Sorting by Multi-cut Rearrangements

Let S be a string built on some alphabet \(\varSigma \). A multi-cut rearrangement of S is a string \(S'\) obtained from S by an operation called k-cut rearrangement, that consists in (1) cutting S at a given number k of places in S, making S the concatenated string \(X_1\cdot X_2\cdot X_3\ldots X_k\cdot X_{k+1}\), where \(X_1\) and \(X_{k+1}\) are possibly empty, and (2) rearranging the \(X_i\)s so as to obtain \(S'=X_{\pi (1)}\cdot X_{\pi (2)}\cdot X_{\pi (3)}\ldots X_{\pi (k+1)}\), \(\pi \) being a permutation on \(1,2\ldots k+1\) satisfying \(\pi (1)=1\) and \(\pi (k+1)=k+1\).

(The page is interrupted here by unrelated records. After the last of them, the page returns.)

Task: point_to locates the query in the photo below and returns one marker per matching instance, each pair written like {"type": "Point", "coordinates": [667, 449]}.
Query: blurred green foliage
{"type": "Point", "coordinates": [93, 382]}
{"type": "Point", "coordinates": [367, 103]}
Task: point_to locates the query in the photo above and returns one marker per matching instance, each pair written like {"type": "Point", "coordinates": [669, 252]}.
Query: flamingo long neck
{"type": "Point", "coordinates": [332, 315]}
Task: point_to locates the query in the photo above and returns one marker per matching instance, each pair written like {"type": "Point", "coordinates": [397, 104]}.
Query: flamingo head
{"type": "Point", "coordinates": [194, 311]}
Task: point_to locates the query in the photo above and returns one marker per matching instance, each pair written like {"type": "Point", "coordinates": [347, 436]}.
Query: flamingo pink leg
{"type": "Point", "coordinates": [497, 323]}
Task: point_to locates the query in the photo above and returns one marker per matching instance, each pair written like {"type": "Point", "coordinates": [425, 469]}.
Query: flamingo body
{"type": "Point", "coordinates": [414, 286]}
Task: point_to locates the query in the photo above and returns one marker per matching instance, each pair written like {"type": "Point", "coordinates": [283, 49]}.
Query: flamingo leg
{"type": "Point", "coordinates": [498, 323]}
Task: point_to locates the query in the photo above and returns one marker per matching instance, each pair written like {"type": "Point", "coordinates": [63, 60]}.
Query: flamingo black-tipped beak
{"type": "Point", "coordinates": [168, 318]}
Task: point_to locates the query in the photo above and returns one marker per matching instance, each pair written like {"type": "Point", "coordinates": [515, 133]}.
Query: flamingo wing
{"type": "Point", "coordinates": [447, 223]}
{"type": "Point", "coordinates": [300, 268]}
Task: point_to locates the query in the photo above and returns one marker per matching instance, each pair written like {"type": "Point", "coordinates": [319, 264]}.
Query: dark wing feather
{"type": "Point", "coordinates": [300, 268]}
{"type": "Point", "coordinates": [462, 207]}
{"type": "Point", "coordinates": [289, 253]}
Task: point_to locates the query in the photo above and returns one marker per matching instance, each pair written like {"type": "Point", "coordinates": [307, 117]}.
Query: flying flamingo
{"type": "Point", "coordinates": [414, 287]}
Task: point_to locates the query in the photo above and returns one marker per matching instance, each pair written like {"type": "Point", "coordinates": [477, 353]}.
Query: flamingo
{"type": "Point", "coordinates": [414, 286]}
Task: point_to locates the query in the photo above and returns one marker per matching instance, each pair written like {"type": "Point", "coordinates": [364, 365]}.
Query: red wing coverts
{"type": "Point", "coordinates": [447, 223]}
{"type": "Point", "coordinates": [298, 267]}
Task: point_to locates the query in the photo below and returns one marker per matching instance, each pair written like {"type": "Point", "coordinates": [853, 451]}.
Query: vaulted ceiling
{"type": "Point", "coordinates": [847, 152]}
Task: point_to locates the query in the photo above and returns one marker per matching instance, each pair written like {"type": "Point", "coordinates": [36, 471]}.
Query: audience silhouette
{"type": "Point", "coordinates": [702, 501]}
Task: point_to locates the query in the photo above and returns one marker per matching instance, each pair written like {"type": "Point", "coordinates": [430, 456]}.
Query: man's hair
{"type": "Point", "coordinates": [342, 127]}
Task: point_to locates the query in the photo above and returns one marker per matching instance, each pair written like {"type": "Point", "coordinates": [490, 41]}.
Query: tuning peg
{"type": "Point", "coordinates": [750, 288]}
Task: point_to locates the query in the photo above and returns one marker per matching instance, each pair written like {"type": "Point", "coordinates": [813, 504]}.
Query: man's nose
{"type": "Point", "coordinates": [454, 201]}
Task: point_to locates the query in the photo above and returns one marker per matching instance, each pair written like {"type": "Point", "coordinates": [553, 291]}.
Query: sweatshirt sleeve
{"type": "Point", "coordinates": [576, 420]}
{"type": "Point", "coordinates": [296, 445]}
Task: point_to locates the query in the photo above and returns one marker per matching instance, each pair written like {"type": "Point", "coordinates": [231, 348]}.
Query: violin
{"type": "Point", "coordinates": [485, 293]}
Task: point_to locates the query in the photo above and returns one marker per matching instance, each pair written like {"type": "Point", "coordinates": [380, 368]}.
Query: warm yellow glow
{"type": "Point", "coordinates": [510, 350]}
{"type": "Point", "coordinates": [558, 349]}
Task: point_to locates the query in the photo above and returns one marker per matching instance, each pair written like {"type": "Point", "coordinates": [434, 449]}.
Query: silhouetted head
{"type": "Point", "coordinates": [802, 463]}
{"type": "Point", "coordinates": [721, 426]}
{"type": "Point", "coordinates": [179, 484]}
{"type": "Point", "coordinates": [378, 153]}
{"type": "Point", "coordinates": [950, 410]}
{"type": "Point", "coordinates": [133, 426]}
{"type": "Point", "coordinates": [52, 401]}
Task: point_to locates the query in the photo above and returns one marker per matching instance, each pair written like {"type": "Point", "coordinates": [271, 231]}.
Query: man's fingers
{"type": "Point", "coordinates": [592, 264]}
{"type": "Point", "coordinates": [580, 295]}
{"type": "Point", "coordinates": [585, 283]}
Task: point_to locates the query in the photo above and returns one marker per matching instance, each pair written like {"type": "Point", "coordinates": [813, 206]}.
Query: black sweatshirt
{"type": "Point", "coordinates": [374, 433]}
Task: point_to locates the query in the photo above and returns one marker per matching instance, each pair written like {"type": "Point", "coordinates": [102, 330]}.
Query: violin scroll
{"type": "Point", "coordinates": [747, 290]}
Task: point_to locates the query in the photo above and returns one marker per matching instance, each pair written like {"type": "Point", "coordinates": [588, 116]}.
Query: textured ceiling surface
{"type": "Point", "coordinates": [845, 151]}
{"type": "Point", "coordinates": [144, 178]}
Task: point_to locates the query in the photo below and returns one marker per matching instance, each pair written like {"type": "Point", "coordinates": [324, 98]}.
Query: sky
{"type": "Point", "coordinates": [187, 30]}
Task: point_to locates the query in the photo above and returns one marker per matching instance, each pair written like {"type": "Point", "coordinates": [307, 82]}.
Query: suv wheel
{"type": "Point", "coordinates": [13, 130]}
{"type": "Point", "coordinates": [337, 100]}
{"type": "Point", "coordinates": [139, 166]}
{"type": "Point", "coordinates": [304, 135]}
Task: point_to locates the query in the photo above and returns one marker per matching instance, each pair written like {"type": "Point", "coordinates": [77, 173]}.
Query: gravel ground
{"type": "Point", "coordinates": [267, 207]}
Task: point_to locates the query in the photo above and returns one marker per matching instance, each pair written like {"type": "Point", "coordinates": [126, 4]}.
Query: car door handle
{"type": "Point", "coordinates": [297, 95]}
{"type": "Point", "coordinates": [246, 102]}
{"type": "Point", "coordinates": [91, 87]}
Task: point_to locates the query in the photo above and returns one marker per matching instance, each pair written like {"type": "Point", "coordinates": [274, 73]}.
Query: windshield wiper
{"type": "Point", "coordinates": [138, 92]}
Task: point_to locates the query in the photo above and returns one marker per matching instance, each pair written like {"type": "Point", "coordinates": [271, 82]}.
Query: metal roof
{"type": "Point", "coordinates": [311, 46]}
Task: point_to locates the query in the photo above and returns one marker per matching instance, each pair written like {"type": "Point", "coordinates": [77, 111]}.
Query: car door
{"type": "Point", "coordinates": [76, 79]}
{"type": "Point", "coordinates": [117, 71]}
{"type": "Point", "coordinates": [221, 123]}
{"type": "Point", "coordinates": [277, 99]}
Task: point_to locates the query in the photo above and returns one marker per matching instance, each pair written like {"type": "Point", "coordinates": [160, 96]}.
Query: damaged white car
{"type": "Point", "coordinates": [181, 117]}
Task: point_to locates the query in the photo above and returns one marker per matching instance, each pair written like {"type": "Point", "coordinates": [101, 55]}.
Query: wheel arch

Given two strings S and T built on the same multiset of characters from \(\varSigma \), the Sorting by Multi-cut Rearrangements (SMCR) problem asks whether a given number \(\ell \) of \(k\)-cut rearrangements suffices to transform S into T. The SMCR problem generalizes and thus encompasses several classical genomic rearrangements problems, such as Sorting by Transpositions and Sorting by Block Interchanges. It may also model chromoanagenesis, a recently discovered phenomenon consisting in massive simultaneous rearrangements. In this paper, we study the SMCR problem from an algorithmic complexity viewpoint, and provide, depending on the respective values of k and \(\ell \), polynomial-time algorithms as well as NP-hardness, FPT-algorithms, W[1]-hardness and approximation results, either in the general case or when S and T are permutations.